60 women in rural Wanteete Village to compete
Aaron Bukenya, Director of Burgere Education Support Organization (BESO) is working with Spark MicroGrants to facilitate a competition for a $1,000 grant in Wanteete Village, Uganda. The village is about two and a half hours outside of Kampala, Uganda’s capital city. Wanteete residents just barely get by from the crops they grow. Beautiful crops surround people’s homes including vegetables, ground nuts, bananas, corn, millet, pineapple, coffee, vanilla beans and much more. A few chickens and goats roam the grounds. Although their land is fertile and they are able to live substantially from their own food production, their basic needs are barely met – when they are. The nearest health center is five to six miles away and poorly equipped. Most residents of Wanteete are below the poverty line and cannot easily afford medicine or other monetary goods if they need them. Some kids go to school but have to walk miles for a classroom that two hundred plus students try to cram into. There is no electricity and few of the grass-thatched huts that fill the village have latrines.

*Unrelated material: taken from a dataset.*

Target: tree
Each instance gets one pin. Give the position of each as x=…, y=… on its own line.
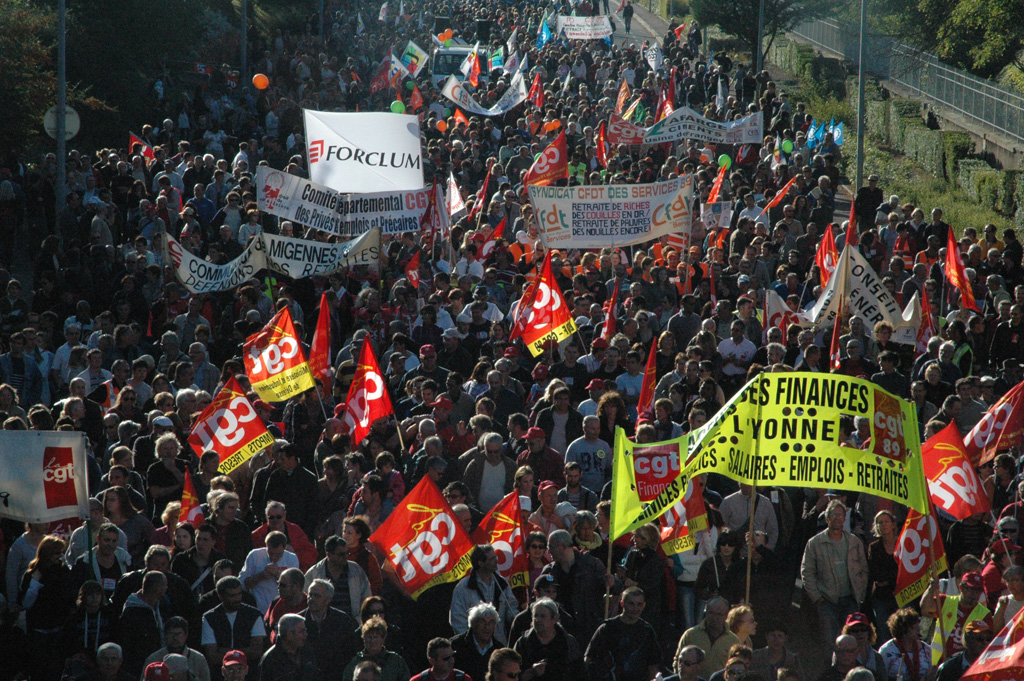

Aaron dedicates his time to helping underserved children and women in the rural communities of the Bugerere County. He pulls his own time and money to send children to school and organizes women’s groups while also taking care of his family. When he was young, his parents sold their cows and whatever they could to allow him to go to school. As his parents invested in his education, despite their hardships, Aaron is now spending his energy to do what he can for his communities. He founded BESO in 2008. The organization sponsors children’s education and women’s empowerment. You can learn more at: www.besoug.org
This is the first of three $1,000 MicroGrant competitions that Aaron is facilitating in Uganda. We are very excited for these competitions and grateful to Aaron and his coworkers for their hard work serving under-resourced communities and making MicroGrants possible in Uganda!